Tap Service History on the Van tab tools grid (the orange wrench card). The Logbook opens with the odometer spinning up. The van’s name and a “SERVICE LOG” badge appear below the odometer to confirm which vehicle you’re viewing.


Three summary tiles sit below the odometer:

Routine (green) — Total spent on scheduled maintenance

Repairs (orange) — Total spent on unscheduled repair work

Upgrades (blue) — Total spent on modifications and improvements

These totals reflect the currently active filter — switch to “This Year” and the totals update immediately.


Tap the floating + button to open a new entry. The standard ledger entry form opens pre-loaded with today’s date, your current odometer reading, and a suitable default category based on your active type filter.

Date — When the work was done.

Vendor — Where or who did the work. This could be a garage name (“Smiths Autos”), a parts supplier (“Halfords”), or just “DIY” for work you did yourself. This is what appears as the headline title in the timeline row.

Memo — A description of what was done. Be specific: “Full service including belts and coolant flush” is more useful than “Service” when you look back at it in three years.

Odometer — The mileage when the work was done. This is used to draw the “driven X km since last entry” chip between entries, giving the timeline a sense of the van’s journey between services.

Amount — The cost. Enter 0 if you’re logging DIY work and don’t want to track a cost — the entry still records the work and odometer reading.

Category — Determines which summary total (Routine/Repairs/Upgrades) the entry counts toward.

Receipt — Tap to scan a receipt using the camera. The receipt is saved as a PDF in the Glovebox and linked to this entry.

Account — The account this expense came from (if you’re tracking finances in the Money tab).


The category you choose determines the timeline dot colour and which summary tile the cost contributes to.
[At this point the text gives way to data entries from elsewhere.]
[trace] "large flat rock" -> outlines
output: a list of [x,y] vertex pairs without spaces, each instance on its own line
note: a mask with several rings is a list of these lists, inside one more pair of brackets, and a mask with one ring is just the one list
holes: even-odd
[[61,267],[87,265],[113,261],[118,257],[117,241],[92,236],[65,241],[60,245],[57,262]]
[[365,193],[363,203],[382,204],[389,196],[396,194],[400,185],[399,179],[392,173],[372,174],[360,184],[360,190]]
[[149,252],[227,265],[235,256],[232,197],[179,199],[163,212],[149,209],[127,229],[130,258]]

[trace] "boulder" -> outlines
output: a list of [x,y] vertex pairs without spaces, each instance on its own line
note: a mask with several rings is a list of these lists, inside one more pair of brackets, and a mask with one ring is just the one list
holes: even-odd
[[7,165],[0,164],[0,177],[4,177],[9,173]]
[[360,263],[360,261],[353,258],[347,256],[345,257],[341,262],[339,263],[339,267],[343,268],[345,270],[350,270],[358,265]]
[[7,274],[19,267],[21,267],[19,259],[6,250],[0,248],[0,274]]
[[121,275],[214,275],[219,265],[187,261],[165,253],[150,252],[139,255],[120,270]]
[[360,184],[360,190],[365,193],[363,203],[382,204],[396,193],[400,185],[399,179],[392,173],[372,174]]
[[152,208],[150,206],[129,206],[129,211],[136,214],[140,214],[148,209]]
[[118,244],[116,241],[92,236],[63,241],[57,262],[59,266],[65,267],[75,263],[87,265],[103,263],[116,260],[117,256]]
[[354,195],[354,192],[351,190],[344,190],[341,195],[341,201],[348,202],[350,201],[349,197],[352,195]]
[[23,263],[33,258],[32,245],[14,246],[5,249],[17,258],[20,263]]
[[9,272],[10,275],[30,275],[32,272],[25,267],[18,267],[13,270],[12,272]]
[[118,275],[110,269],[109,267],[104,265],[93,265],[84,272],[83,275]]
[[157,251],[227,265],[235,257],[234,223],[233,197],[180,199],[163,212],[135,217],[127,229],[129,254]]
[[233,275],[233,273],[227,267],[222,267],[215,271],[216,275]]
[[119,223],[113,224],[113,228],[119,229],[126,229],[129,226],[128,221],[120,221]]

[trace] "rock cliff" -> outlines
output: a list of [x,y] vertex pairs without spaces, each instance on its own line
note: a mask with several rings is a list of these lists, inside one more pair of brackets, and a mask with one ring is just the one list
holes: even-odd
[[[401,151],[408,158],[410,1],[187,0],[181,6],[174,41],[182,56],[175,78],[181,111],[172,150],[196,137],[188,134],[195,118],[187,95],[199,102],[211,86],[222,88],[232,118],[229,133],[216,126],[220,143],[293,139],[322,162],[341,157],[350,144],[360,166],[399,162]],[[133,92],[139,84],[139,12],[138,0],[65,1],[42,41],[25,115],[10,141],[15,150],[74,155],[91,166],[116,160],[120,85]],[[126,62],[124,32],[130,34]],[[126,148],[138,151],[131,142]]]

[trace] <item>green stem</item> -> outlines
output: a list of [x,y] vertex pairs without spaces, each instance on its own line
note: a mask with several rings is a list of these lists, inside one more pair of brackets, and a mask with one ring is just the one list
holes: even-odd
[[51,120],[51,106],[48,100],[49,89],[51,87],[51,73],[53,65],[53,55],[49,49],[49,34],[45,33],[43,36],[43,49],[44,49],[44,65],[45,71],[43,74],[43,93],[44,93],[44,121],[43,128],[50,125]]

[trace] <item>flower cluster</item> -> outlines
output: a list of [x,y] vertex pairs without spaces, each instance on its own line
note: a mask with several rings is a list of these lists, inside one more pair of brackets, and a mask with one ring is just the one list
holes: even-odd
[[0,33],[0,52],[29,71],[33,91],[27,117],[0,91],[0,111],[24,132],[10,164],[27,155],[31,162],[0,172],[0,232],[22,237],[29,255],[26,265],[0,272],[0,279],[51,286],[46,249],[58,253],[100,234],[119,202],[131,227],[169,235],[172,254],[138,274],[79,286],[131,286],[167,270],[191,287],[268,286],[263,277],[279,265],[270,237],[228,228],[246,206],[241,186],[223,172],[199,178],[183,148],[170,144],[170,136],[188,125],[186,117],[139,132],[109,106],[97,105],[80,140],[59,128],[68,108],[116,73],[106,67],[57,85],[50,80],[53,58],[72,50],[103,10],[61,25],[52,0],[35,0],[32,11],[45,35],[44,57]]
Maintenance (green dot) — Scheduled, routine work: oil and filter, air filter, brake fluid flush, tyre rotation, coolant top-up, annual service. Things you do on a schedule whether they feel necessary or not.

Repairs (orange dot) — Unscheduled work to fix something that broke: puncture repair, alternator replacement, snapped belt, leaking hose.

Upgrades (blue dot) — Improvements beyond the factory spec: solar panels, leisure battery, roof rack, new mattress, custom storage build.


Below the dashboard header, entries appear in a chronological timeline:

  • Each entry card shows the date, vendor, memo (up to 2 lines), odometer reading, and cost
  • Between entries, a chip shows how many km were driven since the previous entry — giving you an at-a-glance sense of driving intensity between services
  • Month sections have sticky headers showing the month name and the total spent that month

Tap any entry card to open it for editing.


The filter bar below the summary tiles has three menus:

Type — All / Maintenance / Repairs / Upgrades. Useful to quickly see just what repairs have cost this year, or only upgrades for a build cost total.

Date — All time / This Year / Last Year / Custom. Totals update alongside the timeline.

Sort — Newest / Oldest / Highest Cost / Lowest Cost.


Tap the magnifying glass in the toolbar to open a search bar. Type to filter entries by vendor name or memo text. Useful for finding all entries related to a specific part, system, or workshop.


Tap the wrench icon in the toolbar to open the Maintenance Schedule as a sheet without leaving the Logbook. After logging a service entry, this lets you immediately update the task’s “last performed” date and odometer in one flow.


Tap the share icon (square with arrow) in the toolbar to generate a service history PDF report for the current filter. The report includes all visible entries with dates, vendors, descriptions, odometer readings, and costs. It opens the iOS share sheet for email, AirDrop, Files save, or printing — suitable for a prospective buyer or accountant.